0

I'm trying to sort ~13,000 documents on my Mac's local CouchDB database by date, but it gets hung up on document 5407 each time. I've tried increasing the time-out tolerance on Futon but to no avail. This is the error message I'm getting:

for row in db.view('index15/by_date_time', startkey=start, endkey=end): File "/Library/Python/2.6/site-packages/CouchDB-0.8-py2.6.egg/couchdb/client.py", line 984, in iter File "/Library/Python/2.6/site-packages/CouchDB-0.8-py2.6.egg/couchdb/client.py", line 1003, in rows File "/Library/Python/2.6/site-packages/CouchDB-0.8-py2.6.egg/couchdb/client.py", line 990, in _fetch File "/Library/Python/2.6/site-packages/CouchDB-0.8-py2.6.egg/couchdb/client.py", line 880, in _exec File "/Library/Python/2.6/site-packages/CouchDB-0.8-py2.6.egg/couchdb/http.py", line 393, in get_json File "/Library/Python/2.6/site-packages/CouchDB-0.8-py2.6.egg/couchdb/http.py", line 374, in get File "/Library/Python/2.6/site-packages/CouchDB-0.8-py2.6.egg/couchdb/http.py", line 419, in _request File "/Library/Python/2.6/site-packages/CouchDB-0.8-py2.6.egg/couchdb/http.py", line 239, in request File "/Library/Python/2.6/site-packages/CouchDB-0.8-py2.6.egg/couchdb/http.py", line 205, in _try_request_with_retries socket.error: 54

incidentally, this is the same error message that is produced when I have a typo in my script.

I'm using couchpy to create the view as follows:

def dateTimeToDocMapper(doc):

from dateutil.parser import parse
from datetime import datetime as dt
if doc.get('Date'):
    # [year, month, day, hour, min, sec]
    _date = list(dt.timetuple(parse(doc['Date']))[:-3])
    yield (_date, doc)

while this is running, I can open a python shell and using server.tasks() I can see that the indexing is indeed taking place.

>>> server.tasks()

[{u'status': u'Processed 75 of 13567 changes (0%)', u'pid': u'<0.451.0>', u'task': u'gmail2 _design/index11', u'type': u'View Group Indexer'}]

but each time it gets stuck on process 5407 of 13567 changes (it takes ~8 minutes to get this far). I have examined what I believe to be document 5407 and it doesn't appear to be anything out of the ordinary.

Incidentally, if I try to restart the process after it stops, I get this response from server.tasks()

>>> server.tasks()

[{u'status': u'Processed 0 of 8160 changes (0%)', u'pid': u'<0.1224.0>', u'task': u'gmail2 _design/index11', u'type': u'View Group Indexer'}]
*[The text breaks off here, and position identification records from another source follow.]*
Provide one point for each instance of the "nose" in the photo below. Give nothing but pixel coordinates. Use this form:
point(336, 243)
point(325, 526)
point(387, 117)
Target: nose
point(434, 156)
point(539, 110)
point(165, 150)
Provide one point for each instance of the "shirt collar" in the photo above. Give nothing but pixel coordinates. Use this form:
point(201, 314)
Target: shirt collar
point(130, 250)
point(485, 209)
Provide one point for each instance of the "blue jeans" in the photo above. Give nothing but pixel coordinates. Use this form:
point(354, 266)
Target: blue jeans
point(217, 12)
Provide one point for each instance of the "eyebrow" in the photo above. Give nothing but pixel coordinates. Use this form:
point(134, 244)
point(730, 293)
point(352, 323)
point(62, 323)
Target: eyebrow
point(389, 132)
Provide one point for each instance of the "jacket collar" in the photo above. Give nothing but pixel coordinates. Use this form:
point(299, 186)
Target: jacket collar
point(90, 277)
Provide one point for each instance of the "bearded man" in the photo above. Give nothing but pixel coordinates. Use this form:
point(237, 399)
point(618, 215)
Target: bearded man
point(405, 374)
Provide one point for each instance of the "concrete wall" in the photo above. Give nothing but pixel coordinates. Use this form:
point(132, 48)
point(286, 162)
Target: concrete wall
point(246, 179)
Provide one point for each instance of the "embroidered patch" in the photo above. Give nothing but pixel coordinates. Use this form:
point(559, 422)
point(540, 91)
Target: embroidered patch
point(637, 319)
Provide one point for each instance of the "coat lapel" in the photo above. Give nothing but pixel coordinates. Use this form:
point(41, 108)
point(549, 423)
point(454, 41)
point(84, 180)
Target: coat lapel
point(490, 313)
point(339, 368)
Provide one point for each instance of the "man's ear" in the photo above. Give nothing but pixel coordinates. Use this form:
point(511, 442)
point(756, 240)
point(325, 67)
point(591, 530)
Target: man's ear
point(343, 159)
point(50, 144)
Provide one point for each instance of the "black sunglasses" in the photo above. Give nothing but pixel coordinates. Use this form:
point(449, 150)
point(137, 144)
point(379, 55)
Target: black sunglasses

in other words, couchDB seems to have recognized that it's already processed the first 5407 of the 13567 changes and now has only 8160 left.

but then it almost immediately quits and gives me the same socket.error: 54

I have been searching the internet for the last few hours to no avail. I have tried initiating the indexing from other locations, such as Futon. As I mentioned, one of my errors was an OS timeout error, and increasing the time_out thresholds in Futon's configuration seemed to help with that.

Please, if anyone could shed light on this issue, I would be very very grateful. I'm wondering if there's a way to restart the process once its already indexed 5407 documents, or better yet if there's a way to prevent the thing from quitting 1/3 of the way through in the first place.

Thanks so much.

Mike G
  • 1

1 Answers1

0

From what I gather, CouchDB builds your view contents by sending all documents to your couchpy view server, which runs your Python code on that document. If that code fails for any reason, CouchDB will be notified that something went wrong, which will stop the update of the view contents.

So, there is something wrong with document 5408 that causes your Python code to misbehave. If you need more help, I suggest you post that document here. Alternatively, look into the logs for your couchpy view server: they might contain information about how your code failed.

Victor Nicollet
  • 24,361
  • 4
  • 58
  • 89